Jeffrey Webb gourmand des Caïmans

Le président de la Concacaf Jeffrey Webb. (Photo José Lopez Zamorano.Notimex)
Publié le 29/05/2015 à 20h16

Se faire croquer comme ça à 50 ans, quand on est citoyen des îles Caïmans, dans les Caraïbes, c’est inattendu. La Confédération d’Amérique du Nord, d’Amérique centrale et des Caraïbes (Concacaf) a annoncé jeudi qu’elle révoquait Jeffrey Webb, interpellé mercredi à l’aube par la police helvétique avec six autres cadors de la Fifa. Webb avait succédé en 2012 à la tête de la Concacaf à Jack Warner, plombé par quelques casseroles. Mais Warner et Webb sont tous deux tombés dans l’enquête américaine. La Concacaf va devoir se trouver un nouveau boss.

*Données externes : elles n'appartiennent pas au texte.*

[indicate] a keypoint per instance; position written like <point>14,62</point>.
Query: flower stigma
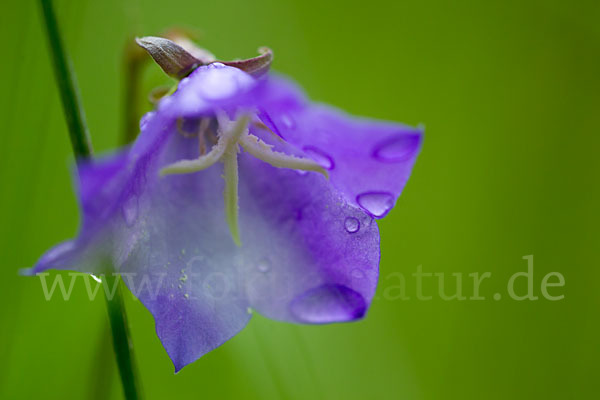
<point>230,135</point>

Jeffrey Webb a su prendre progressivement du poids : président de la Cayman Islands Football Association, puis vice-président de la Fifa, membre de la commission des finances et de la commission chargée de l’organisation des Coupes du monde. Et à force de s’installer dans les instances internationales, on réclame son dû. Quand il s’agit de confier les droits télés pour les Mondiaux 2018, attribué à la Russie, ou 2022, au Qatar, il demande 3 millions de dollars, selon l'acte d'accusation. Alors que les négociations sont sur le point d’aboutir, Jeffrey Webb envoie un émissaire en Hongrie pour défendre son enveloppe, qui représente 13% du contrat final, d'après les enquêteurs.

Acquisitions. Une partie du paiement passe par le compte d'un constructeur de piscines à la United Community Bank de Blairsville (Géorgie), et l'autre par un compte personnel à la SunTrust Bank, en Géorgie. Pourquoi passer par des banques américaines quand on vit aux Caïmans ? Autant aller chercher la chaleur au pôle Nord. Mais la réponse est simple : Jeffrey Webb voulait faire quelques acquisitions dans les Stone Mountain (près d'Atlanta). Faut-il avoir le cerveau saturé pour faire ses courses aux Etats-Unis ! Tant qu'il menait ses affaires en dehors du territoire américain, Webb pouvait se sentir à l'abri. Mais quand le business se fait en billets verts et à domicile, le FBI lance ses enquêteurs.

Maillots. Les droits télés étaient donc sa spécialité : une compétition de foot, des droits et Jeffrey Webb envoyait ses émissaires. Pour des championnats internationaux organisés par la Concacaf, il se montrait moins gourmand. Mais il exige tout de même 1,1 million de dollars de Traffic USA (lire ci-contre), dont les paiements doivent passer par une société qui fabrique des maillots de foot et des ballons. Au cours d'une conversation enregistrée par le FBI, un proche de Jeffrey Webb s'agace quand un interlocuteur, qui semble représenter Traffic USA, évoque les commissions occultes : «C'est illégal ? C'est illégal ? Mais regardons les choses avec un peu de hauteur. Une entreprise qui a du boulot pour trente ans, c'est pas bien ? C'est pas bien ?»

Evidemment, en prenant de la hauteur, on perd de vue beaucoup de choses, on laisse traîner des comptes, des mails et des virements. Cela ressemble à la manière dont la FBI a fait tomber Al Capone, en fouillant dans ses comptes.